The $109.99 Gold Edition includes the season pass (“two upcoming story pack DLCs”), the exclusive “Jabba’s Gambit” mission, and a cosmetic pack. For $20 more, the Ultimate Edition offers everything in the Gold Edition as well as two more cosmetic packs and a digital art book. For an additional $40 – almost 60% of the base game price – those “story pack DLCs” better be worth the price of admission.

Backlash to this announcement was automatic.

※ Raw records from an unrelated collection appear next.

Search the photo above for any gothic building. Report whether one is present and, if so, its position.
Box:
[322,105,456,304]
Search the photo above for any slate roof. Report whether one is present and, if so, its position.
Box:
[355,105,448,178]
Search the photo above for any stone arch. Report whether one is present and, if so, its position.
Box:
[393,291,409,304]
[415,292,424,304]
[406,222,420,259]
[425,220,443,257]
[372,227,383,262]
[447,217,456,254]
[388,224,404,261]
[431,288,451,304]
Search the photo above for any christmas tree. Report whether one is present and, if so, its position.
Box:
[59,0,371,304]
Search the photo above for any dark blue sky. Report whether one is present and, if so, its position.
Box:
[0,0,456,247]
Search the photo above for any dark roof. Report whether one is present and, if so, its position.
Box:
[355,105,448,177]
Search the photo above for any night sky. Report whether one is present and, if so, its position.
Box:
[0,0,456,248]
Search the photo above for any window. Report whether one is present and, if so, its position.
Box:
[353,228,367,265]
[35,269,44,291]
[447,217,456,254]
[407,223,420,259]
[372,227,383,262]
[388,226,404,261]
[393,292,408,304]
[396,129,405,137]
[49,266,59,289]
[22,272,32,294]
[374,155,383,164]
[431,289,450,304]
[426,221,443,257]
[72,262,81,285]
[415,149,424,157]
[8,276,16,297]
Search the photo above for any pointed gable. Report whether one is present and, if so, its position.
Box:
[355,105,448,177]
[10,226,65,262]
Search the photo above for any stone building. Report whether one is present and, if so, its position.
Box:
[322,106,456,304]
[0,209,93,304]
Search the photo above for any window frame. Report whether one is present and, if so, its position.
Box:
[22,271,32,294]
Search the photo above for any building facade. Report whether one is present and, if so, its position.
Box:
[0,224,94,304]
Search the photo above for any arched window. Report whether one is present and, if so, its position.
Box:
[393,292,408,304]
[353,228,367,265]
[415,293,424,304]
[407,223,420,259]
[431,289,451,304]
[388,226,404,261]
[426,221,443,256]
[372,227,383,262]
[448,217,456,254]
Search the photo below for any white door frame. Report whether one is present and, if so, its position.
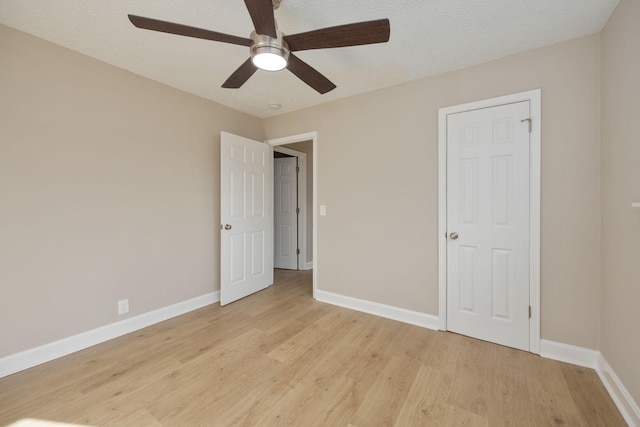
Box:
[265,131,319,299]
[273,146,313,270]
[438,89,542,354]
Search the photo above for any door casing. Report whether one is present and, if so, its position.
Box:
[438,89,542,354]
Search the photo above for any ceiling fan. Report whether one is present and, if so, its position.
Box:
[129,0,391,94]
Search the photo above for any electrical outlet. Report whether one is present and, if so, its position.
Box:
[118,299,129,314]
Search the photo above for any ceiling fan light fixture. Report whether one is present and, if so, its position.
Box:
[251,46,287,71]
[250,31,289,71]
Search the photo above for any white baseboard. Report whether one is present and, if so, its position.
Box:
[596,354,640,427]
[540,340,600,369]
[540,340,640,427]
[314,289,439,331]
[0,291,220,378]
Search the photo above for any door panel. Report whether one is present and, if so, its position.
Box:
[447,101,529,350]
[220,132,273,305]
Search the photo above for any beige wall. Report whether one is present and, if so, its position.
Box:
[601,0,640,408]
[0,26,263,357]
[265,35,600,348]
[285,141,313,263]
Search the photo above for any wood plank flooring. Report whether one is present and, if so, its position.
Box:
[0,270,626,427]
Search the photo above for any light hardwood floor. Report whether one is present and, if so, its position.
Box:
[0,270,626,427]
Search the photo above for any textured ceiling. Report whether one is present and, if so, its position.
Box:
[0,0,618,117]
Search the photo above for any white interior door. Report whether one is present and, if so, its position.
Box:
[220,132,273,305]
[273,157,298,270]
[446,101,531,350]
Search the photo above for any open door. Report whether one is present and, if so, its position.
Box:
[220,132,273,305]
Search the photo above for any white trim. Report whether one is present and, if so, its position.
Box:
[540,339,598,369]
[265,131,318,298]
[596,353,640,427]
[315,290,438,331]
[438,89,542,354]
[273,146,307,270]
[0,291,220,378]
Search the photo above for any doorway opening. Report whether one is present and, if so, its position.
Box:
[273,144,313,270]
[266,132,318,297]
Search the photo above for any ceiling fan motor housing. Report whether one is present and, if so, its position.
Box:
[249,30,290,71]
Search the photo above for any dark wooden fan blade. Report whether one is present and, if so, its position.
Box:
[222,58,258,89]
[129,15,251,46]
[284,19,391,52]
[287,54,336,94]
[244,0,278,38]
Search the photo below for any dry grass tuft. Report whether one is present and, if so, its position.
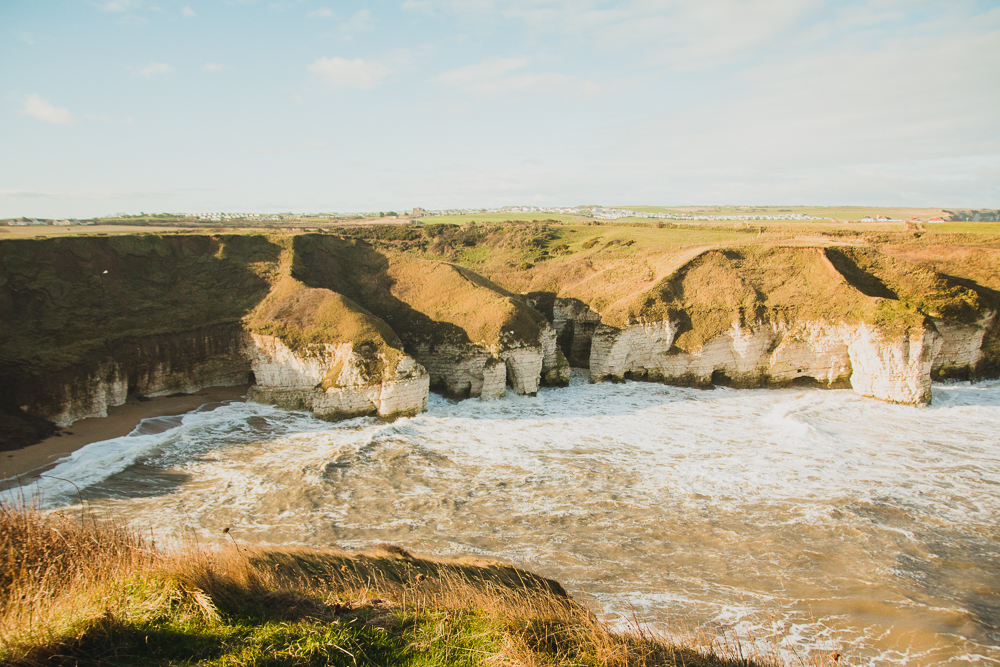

Some players worried if Jabba the Hutt as a whole was locked behind the more expensive editions, causing Ubisoft to set the record straight – the “Jabba’s Gambit” mission is exclusive to the more expensive editions, but Jabba will still be a part of the game as a whole. I’m sure having to bring out the spin doctors four months before Star Wars Outlaws launches wasn’t what Ubisoft had in mind when the new Outlaws trailer dropped.

Gamers have shown time and again that for single-player games, all they want is a one-time purchase and an assurance that purchase gets them everything a game has to offer – just look at the success of last year’s Baldur’s Gate 3 and The Legend of Zelda: Tears of the Kingdom. Both those titles retailed for $69.99 as well, showing that gamers are fine paying top dollar if the quality and breadth of content deserve it. If $129.99 is the price to pay to get everything for Star Wars Outlaws, purchasing the base game for $69.99 – which is still no small sum – will inevitably lead to some Star Wars fans wondering if their purchase and its price tag were justified.

The Star Wars Outlaw edition news (and collective groan it garnered) happened the same week Ubisoft began revoking the licenses of owners of The Crew, a 2014 racing game. The Crew was online-only, and Ubisoft announced earlier this year that servers would be shut down at the end of March. Now, owners – using that term lightly – of The Crew can’t access the game at all, dashing hopes of fan-made servers or a fan-made patch to make the game playable off-line. At this time, people who purchased The Crew have no means of playing a game they supposedly own.

“Remember: No preorders” has long been a mantra for gamers, and that phrase is all too applicable for a Ubisoft-published game. With their expensive pricing tiers for games like Star Wars Outlaws and the fact that so many of their releases will receive sizable discounts a short time after they launch (Assassin’s Creed Mirage and Avatar: Frontiers of Pandora could be found for 35% off a couple months after they released, for example), justifying a preorder for a Ubisoft title is a tall task.

Now, however, a new mindset is entering the community: If purchasing a game doesn’t mean you own it, then pirating a game doesn’t mean you’re stealing it. And after Ubisoft’s The Crew fiasco, how can a gamer ever feel comfortable making a “purchase” from Ubisoft again?

The sad part is that none of this is something Star Wars fans or The Crew owners should be surprised by. Just earlier this year, Philippe Tremblay, director of subscriptions at Ubisoft, spoke to GamesIndustry.Biz and said the quiet part out loud when discussing subscriptions and gaming, saying gamers need to feel “comfortable” with not owning their games. As digital “ownership” enters a murky space with gamers not being able to access their purchases like The Crew, how would anyone feel comfortable spending $130 on a new Star Wars game when the digital license could be revoked at any time?

These incidents weren’t the first time Ubisoft has drawn disdain from its players, and they surely won’t be the last. An optimistic gamer might hope the company learns from this and reverses course, but a pessimist (or “realist,” to some) might think that if these controversies don’t affect Ubisoft’s bottom line, then they’ll have no incentive to change. And at the center of the discussion is the next big Star Wars game – meaning the odds of Ubisoft’s bottom line taking a hit are approximately 3,720 to 1.